Friday, November 1, 2013

RDF-guys, please make languages what they should be

Human readable RDF literals can be associated with a language tag in the form of

 <rdfs:label xml:lang="en">You name it</rdfs:label>

The xml:lang="en" is defined by rfc3066 which refers to the standard ISO 639: a list of 2 and 3 letter language codes.

Looks all fine and well defined, and it is. But this way of looking at languages is a static box view.
And, yes I know that there is a possibility to extend theses lists.

But have a look at what languages really are.

Book cover "Aux sources de la parole", Pierre-Yves Oudeyer


Just referring to +Pierre-Yves Oudeyer  in his recent book


a language is a communication consensus within a group of people.
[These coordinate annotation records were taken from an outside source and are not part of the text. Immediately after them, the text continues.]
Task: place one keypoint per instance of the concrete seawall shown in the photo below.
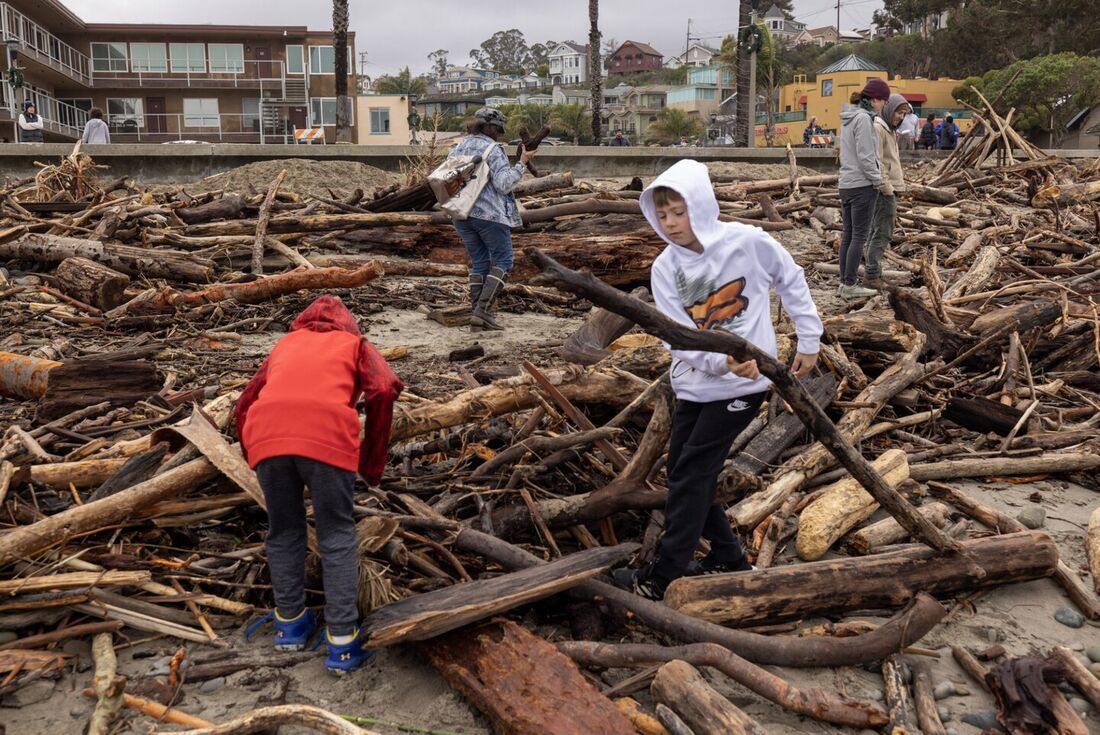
(182, 164)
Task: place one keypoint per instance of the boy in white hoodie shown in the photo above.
(713, 275)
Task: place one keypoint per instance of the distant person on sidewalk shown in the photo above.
(96, 131)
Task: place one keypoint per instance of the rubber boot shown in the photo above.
(482, 316)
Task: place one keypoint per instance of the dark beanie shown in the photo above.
(876, 89)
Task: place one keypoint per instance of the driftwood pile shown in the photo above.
(125, 506)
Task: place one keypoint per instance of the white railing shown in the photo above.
(56, 116)
(263, 76)
(42, 45)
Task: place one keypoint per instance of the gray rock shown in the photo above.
(943, 690)
(1069, 616)
(983, 720)
(211, 686)
(1032, 516)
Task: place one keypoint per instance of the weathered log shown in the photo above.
(171, 264)
(871, 330)
(882, 580)
(783, 381)
(889, 530)
(91, 283)
(790, 476)
(521, 683)
(810, 702)
(228, 207)
(1025, 316)
(844, 505)
(74, 385)
(1081, 596)
(903, 629)
(982, 415)
(435, 613)
(682, 688)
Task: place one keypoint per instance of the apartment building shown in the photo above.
(158, 84)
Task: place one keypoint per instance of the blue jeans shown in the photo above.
(488, 244)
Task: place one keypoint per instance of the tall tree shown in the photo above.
(595, 70)
(340, 64)
(439, 64)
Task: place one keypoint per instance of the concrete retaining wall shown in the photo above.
(183, 164)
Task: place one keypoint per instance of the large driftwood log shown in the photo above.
(815, 460)
(903, 629)
(680, 687)
(171, 264)
(91, 283)
(435, 613)
(882, 580)
(521, 683)
(811, 702)
(844, 505)
(783, 381)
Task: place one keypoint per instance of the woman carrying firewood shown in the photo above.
(487, 231)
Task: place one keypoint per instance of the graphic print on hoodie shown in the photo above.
(725, 287)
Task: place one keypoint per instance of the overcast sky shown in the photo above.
(403, 33)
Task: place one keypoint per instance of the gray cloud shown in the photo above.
(403, 33)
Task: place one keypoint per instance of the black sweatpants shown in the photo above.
(702, 435)
(283, 480)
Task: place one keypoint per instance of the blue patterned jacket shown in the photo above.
(496, 204)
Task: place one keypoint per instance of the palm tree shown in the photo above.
(594, 69)
(404, 83)
(340, 51)
(571, 119)
(671, 123)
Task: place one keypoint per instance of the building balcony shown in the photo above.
(41, 46)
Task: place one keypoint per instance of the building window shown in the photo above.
(149, 57)
(380, 120)
(323, 111)
(227, 57)
(125, 112)
(109, 57)
(295, 62)
(188, 56)
(200, 112)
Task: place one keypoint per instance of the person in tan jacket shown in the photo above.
(893, 182)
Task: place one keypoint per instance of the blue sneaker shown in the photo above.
(290, 634)
(343, 658)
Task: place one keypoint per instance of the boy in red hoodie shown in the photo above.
(298, 426)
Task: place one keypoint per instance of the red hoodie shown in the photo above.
(301, 401)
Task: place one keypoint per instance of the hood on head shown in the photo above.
(691, 179)
(891, 107)
(327, 314)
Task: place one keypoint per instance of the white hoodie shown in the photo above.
(726, 287)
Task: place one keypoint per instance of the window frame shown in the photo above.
(110, 62)
(202, 114)
(189, 46)
(146, 67)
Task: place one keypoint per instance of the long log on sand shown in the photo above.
(811, 702)
(521, 683)
(785, 385)
(903, 629)
(171, 264)
(881, 580)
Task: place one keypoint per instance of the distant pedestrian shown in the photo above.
(30, 124)
(96, 131)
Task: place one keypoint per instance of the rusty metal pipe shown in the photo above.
(22, 376)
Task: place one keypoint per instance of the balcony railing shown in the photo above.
(40, 44)
(57, 117)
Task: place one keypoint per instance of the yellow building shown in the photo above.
(383, 119)
(825, 96)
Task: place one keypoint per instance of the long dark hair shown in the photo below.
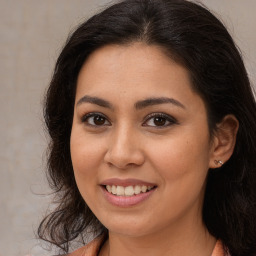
(190, 35)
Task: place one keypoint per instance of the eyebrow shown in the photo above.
(138, 105)
(156, 101)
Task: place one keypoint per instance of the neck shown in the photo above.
(192, 240)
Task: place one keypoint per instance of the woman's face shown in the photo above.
(140, 143)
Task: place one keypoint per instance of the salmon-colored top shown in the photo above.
(92, 249)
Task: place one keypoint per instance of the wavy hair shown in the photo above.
(193, 37)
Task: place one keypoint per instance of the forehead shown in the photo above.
(135, 72)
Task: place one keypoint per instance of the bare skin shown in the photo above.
(137, 117)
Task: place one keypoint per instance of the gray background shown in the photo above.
(32, 34)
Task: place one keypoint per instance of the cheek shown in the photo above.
(86, 157)
(182, 158)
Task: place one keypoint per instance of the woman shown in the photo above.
(152, 123)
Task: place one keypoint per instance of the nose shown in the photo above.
(124, 149)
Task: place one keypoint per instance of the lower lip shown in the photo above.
(126, 201)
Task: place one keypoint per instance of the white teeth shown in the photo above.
(120, 191)
(127, 191)
(144, 189)
(137, 189)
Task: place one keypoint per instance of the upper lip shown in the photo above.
(126, 182)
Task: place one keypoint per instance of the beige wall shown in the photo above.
(32, 33)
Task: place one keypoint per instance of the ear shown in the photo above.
(224, 141)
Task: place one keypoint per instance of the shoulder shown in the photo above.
(91, 249)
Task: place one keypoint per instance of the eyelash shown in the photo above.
(167, 118)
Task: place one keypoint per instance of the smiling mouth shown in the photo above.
(128, 190)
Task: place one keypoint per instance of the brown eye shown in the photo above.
(94, 119)
(99, 120)
(159, 121)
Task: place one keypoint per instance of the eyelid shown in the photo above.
(169, 118)
(85, 117)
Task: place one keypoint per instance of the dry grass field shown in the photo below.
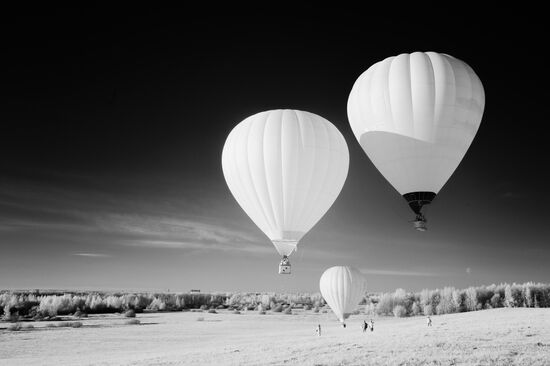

As living people are not ever lasting, the group changes over time and so does the language. Without going into the discussion whether we face a language, a variant or dialect, is the SMS language of our millennium kids English (for English speaking kids of course)?


Linguists have grouped historical variants of languages in periods. In Dutch e.g. traditionally we distinguish Old Dutch (500 - 1150) , Middle Dutch ( till 1500) and modern Dutch (from 1500 till now).
But imagine the evolution of a language in a period of several centuries.

From a historical point of view I can understand that there was a need for static classification and the creation of fixed lists of language codes. But computers and their software have moved on.
We have now the possibility to record that a Dutch book of 1851 is written in "the Dutch language of 1851", that a Whatsapp message of 2013-11-01 12:00:56 UTC is written in "the language of the social group" at the time it is produced in and send to.

Having stated this, back to our RDF.
Obviously the defined language tags (and their sub-tags) are outdated and do not correspond anymore to the fine-grained distinctions we would like to be able to make. Poor old spelling-checker!

I think the solution is simple (and thats why I like it).

Using URI 's to refer to languages (instead of codes) enables the flexibility we need. Linked and Open of course. These language URI's can be created by anyone, and by any service. Classical relationships between them can indicate hierarchy, similarity and so-forth. Searching for something in English can group (or better expand the query to) all the URI's of all languages, variants, and dialects of English if needed. But if I want a precise search in specific language form I can. At this moment I cannot.

In fact there is one place I can: in the semantic network technologies this idea has been applied since more then two decades now, and it's just fun.